# New member in Richmond - being treated at Kingston, starting Feb.



## loquacious (Jun 14, 2012)

Hello. We have been trying for a baby for 4 years. I am in my late thirties, husband mid-thirties. We are both working professionals and live in Richmond.
I have my first appointment after being approved next week. That's the one where they ask for the forms back and you to bring in your passports!
Other than that, I don't really know what to expect.
It would be great to buddy up with someone in the same situation.
This is our first ever IVF cycle, and we do not have any other children.
I look forward to hearing from someone 
Good luck to all. x


----------



## Smithy2 (Jan 5, 2013)

Hello,

my husband & I are also going through our first course of IVF after 4 years of trying. we don't have any children & both work full time.

I can imagine you are quite anxious about the first appointment as it seems to take so long to get this far & all of a sudden seems like something is finally happening.

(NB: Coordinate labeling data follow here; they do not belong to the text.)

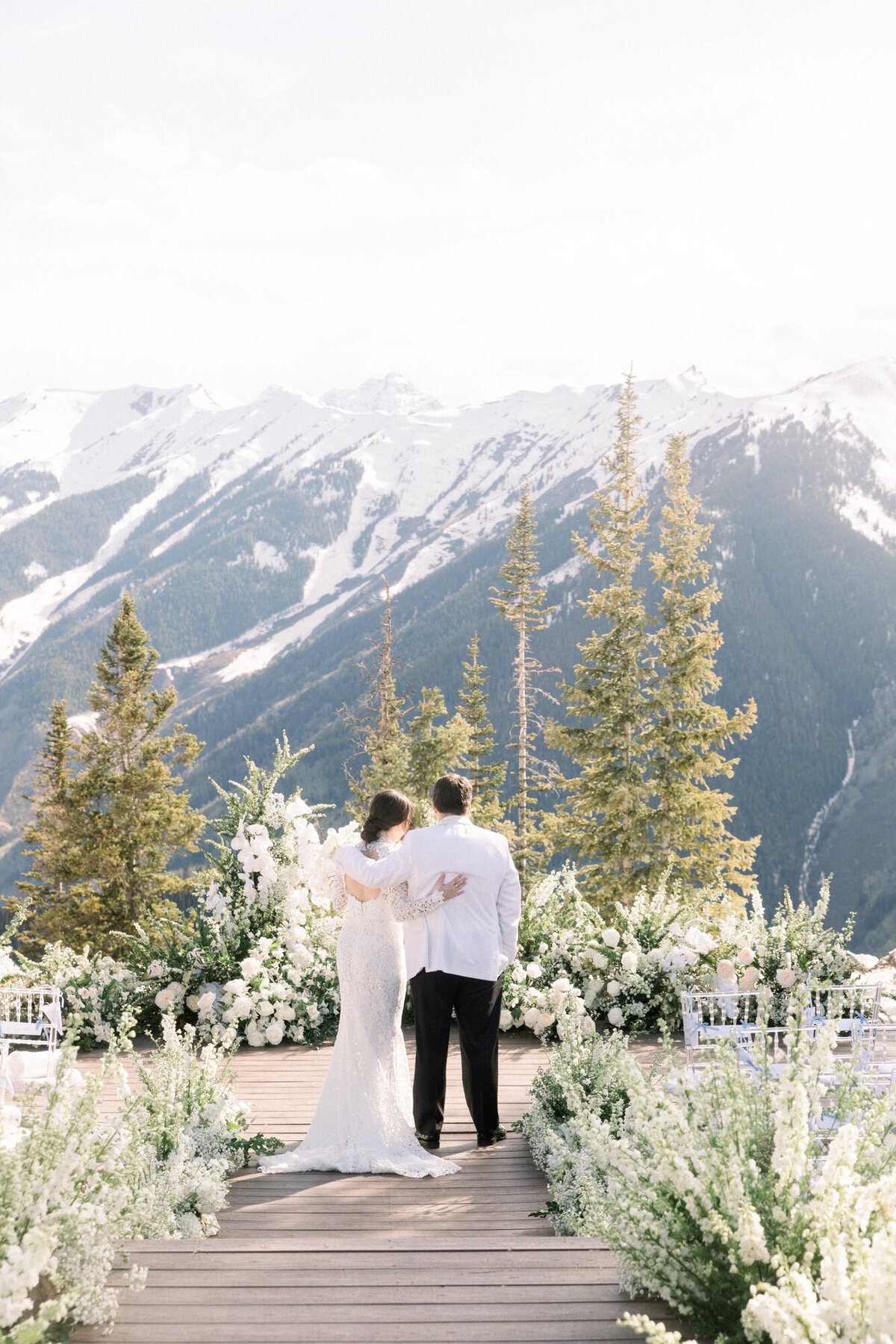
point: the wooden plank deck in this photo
(328, 1258)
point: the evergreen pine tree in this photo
(488, 779)
(403, 750)
(606, 816)
(136, 819)
(689, 732)
(521, 603)
(381, 732)
(433, 749)
(62, 903)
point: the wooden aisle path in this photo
(319, 1257)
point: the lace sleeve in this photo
(339, 892)
(405, 906)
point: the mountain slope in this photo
(254, 539)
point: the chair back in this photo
(709, 1016)
(31, 1016)
(852, 1008)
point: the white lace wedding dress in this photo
(363, 1121)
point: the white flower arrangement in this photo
(74, 1182)
(756, 1206)
(633, 972)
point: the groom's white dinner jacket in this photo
(472, 934)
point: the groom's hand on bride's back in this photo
(450, 889)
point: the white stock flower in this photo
(699, 940)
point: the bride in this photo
(364, 1117)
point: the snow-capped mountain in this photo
(254, 537)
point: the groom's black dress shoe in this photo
(494, 1137)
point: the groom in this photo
(455, 954)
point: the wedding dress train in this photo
(363, 1121)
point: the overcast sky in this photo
(482, 195)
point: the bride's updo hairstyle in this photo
(388, 809)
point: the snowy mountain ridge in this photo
(429, 482)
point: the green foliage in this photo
(689, 730)
(647, 734)
(488, 777)
(606, 816)
(405, 750)
(521, 603)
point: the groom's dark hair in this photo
(453, 793)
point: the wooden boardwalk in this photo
(321, 1257)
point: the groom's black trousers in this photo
(477, 1004)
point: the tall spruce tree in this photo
(108, 831)
(606, 818)
(521, 603)
(488, 777)
(689, 732)
(63, 905)
(435, 749)
(405, 750)
(379, 732)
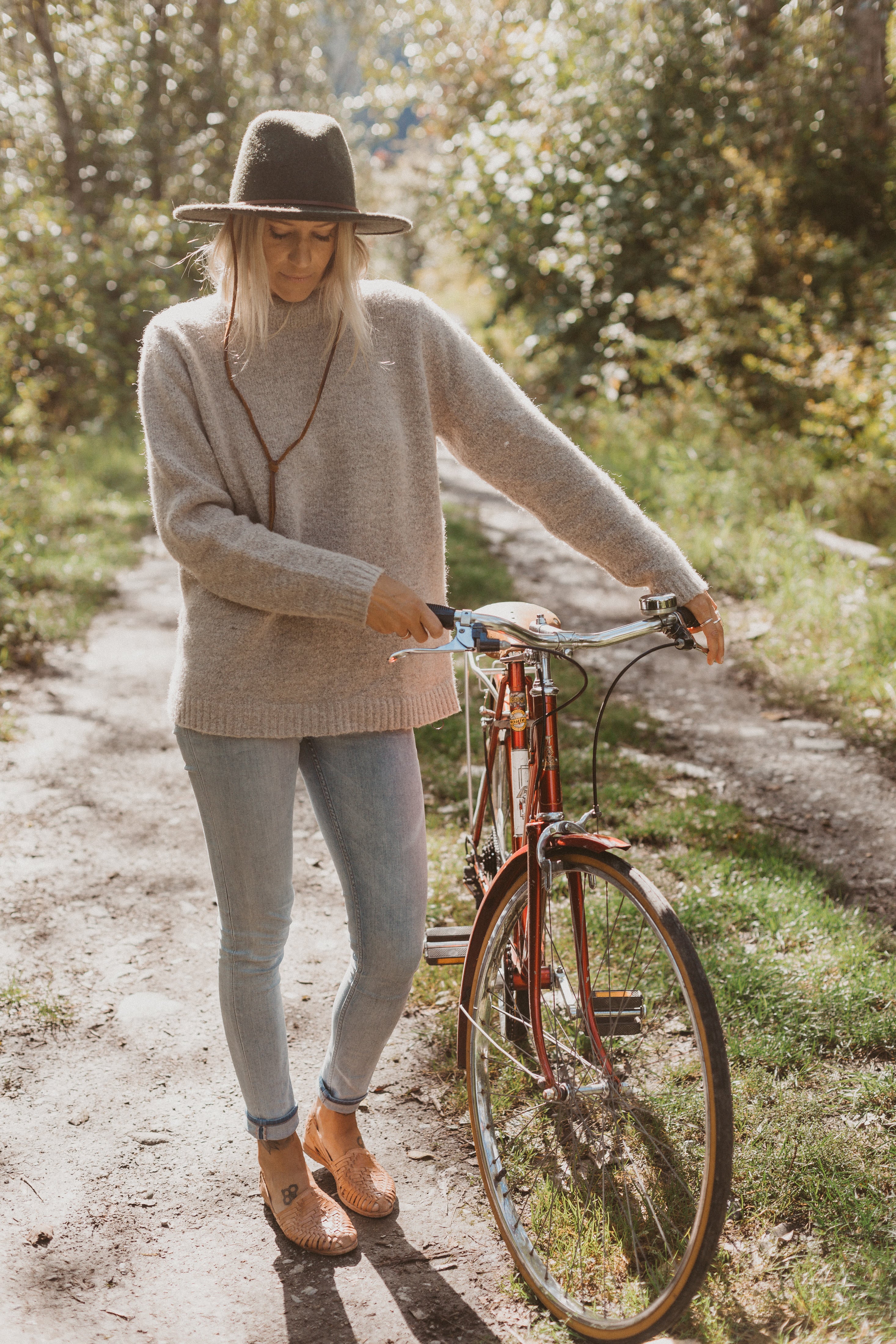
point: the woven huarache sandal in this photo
(360, 1182)
(313, 1221)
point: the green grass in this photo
(745, 514)
(806, 990)
(69, 518)
(42, 1010)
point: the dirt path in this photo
(126, 1135)
(833, 802)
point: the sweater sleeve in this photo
(492, 427)
(195, 517)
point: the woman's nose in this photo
(300, 253)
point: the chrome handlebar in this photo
(472, 632)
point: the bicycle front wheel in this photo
(610, 1200)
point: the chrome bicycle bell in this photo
(656, 604)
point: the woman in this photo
(304, 557)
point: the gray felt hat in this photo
(296, 166)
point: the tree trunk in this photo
(34, 14)
(866, 31)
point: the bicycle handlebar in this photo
(472, 631)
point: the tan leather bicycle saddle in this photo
(520, 613)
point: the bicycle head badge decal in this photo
(518, 711)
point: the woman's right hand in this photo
(397, 609)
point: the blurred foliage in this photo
(112, 112)
(69, 519)
(678, 195)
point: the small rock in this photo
(678, 1029)
(146, 1007)
(691, 771)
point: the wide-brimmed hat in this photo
(296, 166)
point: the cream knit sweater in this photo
(272, 639)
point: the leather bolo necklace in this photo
(273, 463)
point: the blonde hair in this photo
(338, 294)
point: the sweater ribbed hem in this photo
(229, 720)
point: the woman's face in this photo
(298, 254)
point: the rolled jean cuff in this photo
(343, 1107)
(266, 1130)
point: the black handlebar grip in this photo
(445, 615)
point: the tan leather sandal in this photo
(313, 1221)
(360, 1182)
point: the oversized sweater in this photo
(272, 637)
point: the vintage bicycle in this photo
(597, 1073)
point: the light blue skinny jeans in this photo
(369, 800)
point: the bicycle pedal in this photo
(447, 947)
(617, 1013)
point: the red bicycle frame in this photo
(525, 733)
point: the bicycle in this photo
(597, 1073)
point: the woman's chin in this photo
(295, 294)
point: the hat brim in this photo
(198, 213)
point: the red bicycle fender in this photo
(508, 875)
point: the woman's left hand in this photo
(710, 627)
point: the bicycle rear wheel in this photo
(610, 1201)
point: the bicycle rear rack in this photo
(447, 947)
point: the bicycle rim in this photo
(610, 1201)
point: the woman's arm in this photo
(228, 553)
(495, 429)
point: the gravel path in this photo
(833, 802)
(124, 1134)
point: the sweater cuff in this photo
(353, 597)
(683, 581)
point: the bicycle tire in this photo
(613, 1143)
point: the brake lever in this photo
(469, 635)
(463, 643)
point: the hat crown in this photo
(295, 156)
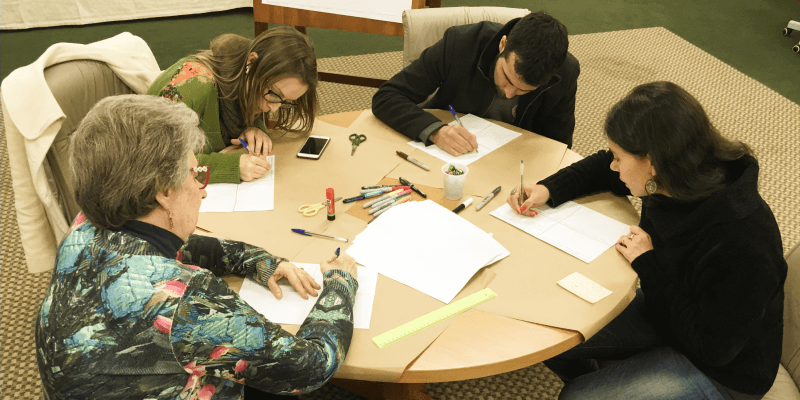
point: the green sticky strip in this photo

it's an exciting yet daunting time.

I have found this site extremely helpful, there is always someone who's willing to offer a kind word, or some support & advise when you need it.

it's also good to read through other people's posts to gain information & hear from people going through similar things to you.

good luck with your treatment, I hope you get the result you want

Rachael xx


----------



## Wraakgodin (Jun 17, 2006)

Welcome to FF, Loquacious!!! Have a good look round the site, post in whatever section you want and make yourself at home. There are so many sections here with a huge amount of information, so whatever you are going through there will be someone here to help you.

Here are a few links that I think might help you.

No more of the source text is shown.